I have 4 rendertargets R10G10B10A2 each being used to store color and normal in a compact double RGB 555 bits format. When I’m doing the lighting pass I’m obliged to have extra rendertargets because if I can read(extract) the normal/color, I can’t write back directly the lit color to these surfaces.
So I moved to a compute shader to achieve this goal (DX11 CS5). I have found that I’m limited to R32_UINT for read/write in DX11 CS5. I have thus adapted my encoding/decoding to have things work fine, although the final colors are a little bit hugly with my encoding.
Unfortunately the final frame rate is lower than the regular pixel shader even if I have to do 4 copyresources from the intermediate rendertargets with my previous method.

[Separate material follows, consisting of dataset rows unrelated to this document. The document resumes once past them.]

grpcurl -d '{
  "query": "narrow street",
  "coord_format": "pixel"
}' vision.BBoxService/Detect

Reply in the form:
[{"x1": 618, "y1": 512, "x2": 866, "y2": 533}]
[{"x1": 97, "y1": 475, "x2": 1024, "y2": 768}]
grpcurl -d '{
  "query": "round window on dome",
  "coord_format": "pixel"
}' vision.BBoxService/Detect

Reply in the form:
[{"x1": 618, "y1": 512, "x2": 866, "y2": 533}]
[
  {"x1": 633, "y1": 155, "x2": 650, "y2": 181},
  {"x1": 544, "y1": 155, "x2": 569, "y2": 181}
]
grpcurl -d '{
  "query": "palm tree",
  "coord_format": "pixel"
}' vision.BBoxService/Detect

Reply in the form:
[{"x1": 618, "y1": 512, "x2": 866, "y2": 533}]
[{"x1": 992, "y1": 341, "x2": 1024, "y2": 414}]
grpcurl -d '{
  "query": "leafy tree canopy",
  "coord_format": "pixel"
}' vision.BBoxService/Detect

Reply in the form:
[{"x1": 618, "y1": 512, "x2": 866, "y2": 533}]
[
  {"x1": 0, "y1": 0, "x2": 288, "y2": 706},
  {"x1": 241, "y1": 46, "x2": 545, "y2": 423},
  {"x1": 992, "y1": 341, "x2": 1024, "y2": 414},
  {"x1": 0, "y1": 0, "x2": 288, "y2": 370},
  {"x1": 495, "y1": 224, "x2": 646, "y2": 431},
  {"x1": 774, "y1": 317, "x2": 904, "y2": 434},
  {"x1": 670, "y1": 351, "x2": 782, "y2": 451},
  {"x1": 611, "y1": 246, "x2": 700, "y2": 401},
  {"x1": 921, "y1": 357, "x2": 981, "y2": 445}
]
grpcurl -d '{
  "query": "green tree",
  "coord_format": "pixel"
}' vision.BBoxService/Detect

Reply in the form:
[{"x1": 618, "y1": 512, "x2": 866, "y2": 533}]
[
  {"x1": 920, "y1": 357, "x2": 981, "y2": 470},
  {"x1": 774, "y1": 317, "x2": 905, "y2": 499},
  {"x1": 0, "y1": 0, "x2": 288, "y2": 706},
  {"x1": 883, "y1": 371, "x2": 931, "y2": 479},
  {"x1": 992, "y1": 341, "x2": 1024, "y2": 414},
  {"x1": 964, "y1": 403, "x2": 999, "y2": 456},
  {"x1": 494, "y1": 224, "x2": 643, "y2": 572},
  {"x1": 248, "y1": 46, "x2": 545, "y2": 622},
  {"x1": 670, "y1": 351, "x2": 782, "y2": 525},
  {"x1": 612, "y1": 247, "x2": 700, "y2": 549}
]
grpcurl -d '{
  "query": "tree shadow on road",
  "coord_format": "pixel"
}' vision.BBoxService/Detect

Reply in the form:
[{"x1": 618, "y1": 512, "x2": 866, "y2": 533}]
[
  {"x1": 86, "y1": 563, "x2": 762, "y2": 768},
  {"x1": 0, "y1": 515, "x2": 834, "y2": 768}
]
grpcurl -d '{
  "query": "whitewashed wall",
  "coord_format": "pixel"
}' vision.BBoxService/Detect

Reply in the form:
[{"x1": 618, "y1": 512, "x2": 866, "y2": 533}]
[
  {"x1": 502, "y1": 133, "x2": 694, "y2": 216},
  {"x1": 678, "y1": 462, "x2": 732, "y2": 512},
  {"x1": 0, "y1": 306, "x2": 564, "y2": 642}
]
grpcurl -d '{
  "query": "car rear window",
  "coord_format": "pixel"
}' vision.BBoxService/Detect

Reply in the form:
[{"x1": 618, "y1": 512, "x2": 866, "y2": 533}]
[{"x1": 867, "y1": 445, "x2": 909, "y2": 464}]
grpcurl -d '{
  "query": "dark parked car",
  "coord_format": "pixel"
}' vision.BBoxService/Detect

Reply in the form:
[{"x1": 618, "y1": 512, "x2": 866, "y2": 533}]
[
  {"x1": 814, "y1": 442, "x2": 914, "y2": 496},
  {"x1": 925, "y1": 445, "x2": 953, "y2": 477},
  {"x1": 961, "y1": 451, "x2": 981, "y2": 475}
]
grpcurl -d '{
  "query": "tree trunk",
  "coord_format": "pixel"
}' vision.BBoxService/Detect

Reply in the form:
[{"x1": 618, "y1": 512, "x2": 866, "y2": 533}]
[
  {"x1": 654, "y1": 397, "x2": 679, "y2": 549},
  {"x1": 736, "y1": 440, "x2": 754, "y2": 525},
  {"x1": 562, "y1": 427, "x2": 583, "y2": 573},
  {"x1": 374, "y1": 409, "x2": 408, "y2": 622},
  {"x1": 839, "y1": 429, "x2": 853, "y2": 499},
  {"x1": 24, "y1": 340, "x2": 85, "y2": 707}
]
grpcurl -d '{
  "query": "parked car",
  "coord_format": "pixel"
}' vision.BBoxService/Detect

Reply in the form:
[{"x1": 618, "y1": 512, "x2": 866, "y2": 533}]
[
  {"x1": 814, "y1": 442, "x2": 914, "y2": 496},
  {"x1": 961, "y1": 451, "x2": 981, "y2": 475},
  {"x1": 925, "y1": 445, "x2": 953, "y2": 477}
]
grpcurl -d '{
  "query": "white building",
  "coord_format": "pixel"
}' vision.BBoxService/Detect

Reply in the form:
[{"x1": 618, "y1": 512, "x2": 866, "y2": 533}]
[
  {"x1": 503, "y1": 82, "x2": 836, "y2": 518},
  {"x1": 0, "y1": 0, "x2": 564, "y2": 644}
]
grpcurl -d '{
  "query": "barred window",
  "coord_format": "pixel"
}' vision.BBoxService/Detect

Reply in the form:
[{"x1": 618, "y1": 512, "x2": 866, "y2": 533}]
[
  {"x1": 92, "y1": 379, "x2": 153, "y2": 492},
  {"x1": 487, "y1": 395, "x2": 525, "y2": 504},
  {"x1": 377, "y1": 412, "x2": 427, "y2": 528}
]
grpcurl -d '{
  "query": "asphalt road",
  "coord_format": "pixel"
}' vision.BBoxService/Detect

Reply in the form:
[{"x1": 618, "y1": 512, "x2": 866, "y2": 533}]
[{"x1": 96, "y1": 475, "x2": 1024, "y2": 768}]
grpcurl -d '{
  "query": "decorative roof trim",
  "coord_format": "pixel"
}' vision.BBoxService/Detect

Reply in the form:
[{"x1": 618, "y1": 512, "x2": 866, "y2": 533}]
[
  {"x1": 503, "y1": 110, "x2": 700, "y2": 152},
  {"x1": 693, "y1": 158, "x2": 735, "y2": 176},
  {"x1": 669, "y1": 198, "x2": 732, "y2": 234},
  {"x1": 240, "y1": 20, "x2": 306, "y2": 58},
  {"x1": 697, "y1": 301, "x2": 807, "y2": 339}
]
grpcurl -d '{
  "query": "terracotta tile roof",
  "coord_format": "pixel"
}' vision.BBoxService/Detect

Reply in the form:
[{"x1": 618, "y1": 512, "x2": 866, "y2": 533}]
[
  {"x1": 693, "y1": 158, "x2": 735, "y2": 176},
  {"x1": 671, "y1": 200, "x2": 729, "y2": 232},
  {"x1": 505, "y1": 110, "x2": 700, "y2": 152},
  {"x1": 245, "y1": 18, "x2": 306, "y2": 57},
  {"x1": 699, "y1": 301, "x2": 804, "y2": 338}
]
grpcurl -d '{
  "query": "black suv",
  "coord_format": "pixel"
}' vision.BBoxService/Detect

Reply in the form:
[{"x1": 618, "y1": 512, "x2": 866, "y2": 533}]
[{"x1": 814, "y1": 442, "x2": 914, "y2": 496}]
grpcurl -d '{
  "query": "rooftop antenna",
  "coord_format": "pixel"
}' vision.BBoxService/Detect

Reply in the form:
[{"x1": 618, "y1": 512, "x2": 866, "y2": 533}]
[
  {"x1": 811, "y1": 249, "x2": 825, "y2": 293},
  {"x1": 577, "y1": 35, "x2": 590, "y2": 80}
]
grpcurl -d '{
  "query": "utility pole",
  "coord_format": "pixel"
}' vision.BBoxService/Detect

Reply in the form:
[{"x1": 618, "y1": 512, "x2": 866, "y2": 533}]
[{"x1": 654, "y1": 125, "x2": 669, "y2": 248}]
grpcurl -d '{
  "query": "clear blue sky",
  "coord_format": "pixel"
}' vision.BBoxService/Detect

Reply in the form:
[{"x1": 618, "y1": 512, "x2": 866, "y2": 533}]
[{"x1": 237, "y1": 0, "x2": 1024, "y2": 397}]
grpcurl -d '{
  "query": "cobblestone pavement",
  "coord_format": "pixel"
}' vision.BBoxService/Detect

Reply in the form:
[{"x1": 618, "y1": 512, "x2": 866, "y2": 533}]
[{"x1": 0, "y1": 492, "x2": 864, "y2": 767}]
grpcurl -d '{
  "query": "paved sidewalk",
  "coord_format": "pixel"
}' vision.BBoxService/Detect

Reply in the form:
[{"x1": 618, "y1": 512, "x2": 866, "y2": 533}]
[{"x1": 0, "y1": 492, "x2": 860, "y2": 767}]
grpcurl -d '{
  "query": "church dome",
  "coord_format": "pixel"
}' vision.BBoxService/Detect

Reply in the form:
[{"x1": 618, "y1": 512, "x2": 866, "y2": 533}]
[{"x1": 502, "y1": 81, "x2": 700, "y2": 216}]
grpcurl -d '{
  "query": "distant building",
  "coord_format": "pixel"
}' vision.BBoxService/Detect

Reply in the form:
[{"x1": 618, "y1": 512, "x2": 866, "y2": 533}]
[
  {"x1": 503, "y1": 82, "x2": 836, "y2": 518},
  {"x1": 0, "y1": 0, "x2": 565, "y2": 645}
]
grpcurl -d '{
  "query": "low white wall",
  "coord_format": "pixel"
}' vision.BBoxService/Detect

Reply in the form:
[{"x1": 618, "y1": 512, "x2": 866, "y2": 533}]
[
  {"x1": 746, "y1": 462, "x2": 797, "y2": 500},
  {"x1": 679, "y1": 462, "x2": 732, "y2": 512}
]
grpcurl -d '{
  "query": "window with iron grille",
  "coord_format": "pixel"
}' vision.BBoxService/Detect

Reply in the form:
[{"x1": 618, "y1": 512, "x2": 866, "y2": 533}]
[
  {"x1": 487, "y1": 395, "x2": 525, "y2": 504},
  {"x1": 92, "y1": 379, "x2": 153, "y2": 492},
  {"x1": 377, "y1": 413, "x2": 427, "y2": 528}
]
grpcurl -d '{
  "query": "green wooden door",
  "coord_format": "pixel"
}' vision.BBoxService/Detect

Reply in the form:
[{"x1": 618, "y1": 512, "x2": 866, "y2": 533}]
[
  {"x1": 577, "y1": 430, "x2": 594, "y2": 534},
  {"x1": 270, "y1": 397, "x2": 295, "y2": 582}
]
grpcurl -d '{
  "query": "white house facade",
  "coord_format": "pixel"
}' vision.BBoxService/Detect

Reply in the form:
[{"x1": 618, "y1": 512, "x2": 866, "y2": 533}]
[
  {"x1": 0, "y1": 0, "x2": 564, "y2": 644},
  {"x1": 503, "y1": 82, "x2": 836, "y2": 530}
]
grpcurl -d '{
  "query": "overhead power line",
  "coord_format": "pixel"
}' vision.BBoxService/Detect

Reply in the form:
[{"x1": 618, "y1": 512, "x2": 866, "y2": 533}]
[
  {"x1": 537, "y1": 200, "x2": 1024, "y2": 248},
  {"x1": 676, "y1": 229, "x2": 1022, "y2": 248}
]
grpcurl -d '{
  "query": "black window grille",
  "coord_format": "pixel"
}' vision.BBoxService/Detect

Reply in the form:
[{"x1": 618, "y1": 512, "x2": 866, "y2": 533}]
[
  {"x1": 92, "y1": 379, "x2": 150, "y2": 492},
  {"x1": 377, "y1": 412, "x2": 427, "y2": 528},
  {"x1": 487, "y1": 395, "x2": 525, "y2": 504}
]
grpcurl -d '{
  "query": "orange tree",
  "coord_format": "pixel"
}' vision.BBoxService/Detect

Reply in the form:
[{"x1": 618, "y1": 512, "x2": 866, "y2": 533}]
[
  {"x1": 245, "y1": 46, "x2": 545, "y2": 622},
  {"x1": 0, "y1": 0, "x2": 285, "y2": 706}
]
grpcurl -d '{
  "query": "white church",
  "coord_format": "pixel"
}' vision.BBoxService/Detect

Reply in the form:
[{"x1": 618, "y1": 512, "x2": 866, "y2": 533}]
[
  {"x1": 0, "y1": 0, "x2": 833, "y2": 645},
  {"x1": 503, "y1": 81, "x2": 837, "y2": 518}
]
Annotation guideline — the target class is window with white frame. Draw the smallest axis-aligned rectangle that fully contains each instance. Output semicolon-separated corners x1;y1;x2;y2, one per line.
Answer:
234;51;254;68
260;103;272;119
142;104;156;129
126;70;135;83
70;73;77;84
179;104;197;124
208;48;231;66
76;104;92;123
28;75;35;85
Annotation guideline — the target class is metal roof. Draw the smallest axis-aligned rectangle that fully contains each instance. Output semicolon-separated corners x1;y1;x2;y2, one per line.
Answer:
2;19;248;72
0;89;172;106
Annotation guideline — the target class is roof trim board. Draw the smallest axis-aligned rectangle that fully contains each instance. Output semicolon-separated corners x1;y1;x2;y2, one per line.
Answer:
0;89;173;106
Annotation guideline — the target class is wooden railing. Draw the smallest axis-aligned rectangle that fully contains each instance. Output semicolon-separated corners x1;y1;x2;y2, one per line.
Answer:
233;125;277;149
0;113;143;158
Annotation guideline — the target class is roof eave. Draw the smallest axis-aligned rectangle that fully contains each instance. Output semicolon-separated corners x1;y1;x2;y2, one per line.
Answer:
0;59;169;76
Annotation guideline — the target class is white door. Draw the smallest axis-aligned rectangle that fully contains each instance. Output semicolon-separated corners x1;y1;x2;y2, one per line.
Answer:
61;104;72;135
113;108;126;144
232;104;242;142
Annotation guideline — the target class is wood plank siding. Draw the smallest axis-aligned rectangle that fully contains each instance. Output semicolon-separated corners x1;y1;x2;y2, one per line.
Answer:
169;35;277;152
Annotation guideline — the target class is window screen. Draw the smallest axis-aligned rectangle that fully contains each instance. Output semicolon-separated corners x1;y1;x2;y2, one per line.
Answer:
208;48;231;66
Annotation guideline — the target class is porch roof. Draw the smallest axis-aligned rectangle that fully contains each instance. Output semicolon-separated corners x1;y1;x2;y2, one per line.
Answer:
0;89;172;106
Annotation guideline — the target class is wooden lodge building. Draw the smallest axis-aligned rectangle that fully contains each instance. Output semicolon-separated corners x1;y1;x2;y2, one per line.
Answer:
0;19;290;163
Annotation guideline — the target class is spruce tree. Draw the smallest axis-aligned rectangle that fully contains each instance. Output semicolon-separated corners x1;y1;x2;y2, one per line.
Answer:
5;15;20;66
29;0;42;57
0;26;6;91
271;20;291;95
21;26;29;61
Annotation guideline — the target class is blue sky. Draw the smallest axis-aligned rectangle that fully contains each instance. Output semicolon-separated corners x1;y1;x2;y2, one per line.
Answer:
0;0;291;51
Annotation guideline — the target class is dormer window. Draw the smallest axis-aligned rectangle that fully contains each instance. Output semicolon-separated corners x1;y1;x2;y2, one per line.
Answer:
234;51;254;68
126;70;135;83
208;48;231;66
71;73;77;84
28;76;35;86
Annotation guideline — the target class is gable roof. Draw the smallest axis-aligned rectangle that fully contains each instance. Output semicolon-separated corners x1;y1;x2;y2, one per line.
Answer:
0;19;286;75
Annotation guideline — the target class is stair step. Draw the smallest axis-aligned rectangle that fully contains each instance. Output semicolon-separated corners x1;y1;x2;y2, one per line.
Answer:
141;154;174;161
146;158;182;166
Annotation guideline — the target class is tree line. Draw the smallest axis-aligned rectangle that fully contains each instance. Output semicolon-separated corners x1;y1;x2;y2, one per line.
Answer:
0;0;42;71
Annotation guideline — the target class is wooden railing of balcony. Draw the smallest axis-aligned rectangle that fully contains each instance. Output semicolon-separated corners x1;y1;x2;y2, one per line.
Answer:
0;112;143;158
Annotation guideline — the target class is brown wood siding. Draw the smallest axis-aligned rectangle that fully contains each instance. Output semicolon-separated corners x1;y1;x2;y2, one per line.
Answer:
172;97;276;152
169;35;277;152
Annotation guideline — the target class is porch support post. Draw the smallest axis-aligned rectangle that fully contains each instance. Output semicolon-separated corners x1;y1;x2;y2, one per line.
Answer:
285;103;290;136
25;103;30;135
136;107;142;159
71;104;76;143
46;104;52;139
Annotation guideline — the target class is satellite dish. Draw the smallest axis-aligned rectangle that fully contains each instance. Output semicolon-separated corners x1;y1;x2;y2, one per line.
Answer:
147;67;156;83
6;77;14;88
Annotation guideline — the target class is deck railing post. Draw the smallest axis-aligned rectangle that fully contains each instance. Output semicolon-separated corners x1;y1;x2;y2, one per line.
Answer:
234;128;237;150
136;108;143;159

I have implemented the CS starting from those found in the legacy DX11 samples. My code is like this:
//some CSbufferConstant and CSshaderresourceview settings (e.g. shadowmaps, depth textures gpDC11->CSSetShader(pCS, 0, 0); //I' mworking on 4 UAV at the same time in the CSshader. With only one it is even slower gpDC11->CSSetUnorderedAccessViews(0, 4, gSRDeffered.ppUAV, (UINT*)(&gSRDeffered.ppUAV)); gpDC11->Dispatch(960, 540, 1);//the size of my screen
GPU CS shader:
[numthreads(1,1,1)] void CS_PostDeferred( uint3 nGid : SV_GroupID, uint3 nDTid : SV_DispatchThreadID, uint3 nGTid : SV_GroupThreadID )//only nDTid is used in fact here uint Output; float2 Tex = float2(nDTid.x/960.0, nDTid.y/540.0); float Depth1 = txDepth1.SampleLevel(samPoint, Tex, 0).r; float Depth2 = txDepth2.SampleLevel(samPoint, Tex, 0).r; float Depth3 = txDepth3.SampleLevel(samPoint, Tex, 0).r; float Depth4 = txDepth4.SampleLevel(samPoint, Tex, 0).r; Output = UAVDiffuse0[nDTid.xy]; if ( Depth1 < 1 ) Output = GetLColorUnPackPack_CS(Depth1, Tex, Output); UAVDiffuse0[nDTid.xy]=Output; Output = UAVDiffuse1[nDTid.xy]; if ( Depth2 < 1 ) Output = GetLColorUnPackPack_CS(Depth2, Tex, Output); UAVDiffuse1[nDTid.xy]=Output; Output = UAVDiffuse2[nDTid.xy]; if ( Depth3 < 1 ) Output = GetLColorUnPackPack_CS(Depth3, Tex, Output); UAVDiffuse2[nDTid.xy]=Output; Output = UAVDiffuse3[nDTid.xy]; if ( Depth4 < 1 ) Output = GetLColorUnPackPack_CS(Depth4, Tex, Output); UAVDiffuse3[nDTid.xy]=Output;
The uint GetLColorUnPackPack_CS (float Depth, float2 UV, uint Data) is the function extracting the color and normal as 2 float3 from the R32_UINT Data param, calculating as usual lighting and shadows for the pixel and then recompacting the final color to the R32_UINT (the normal is not changed). The Depth and UV params are used to recover the position in view space needed for the point lights I’m using.
Any advice welcome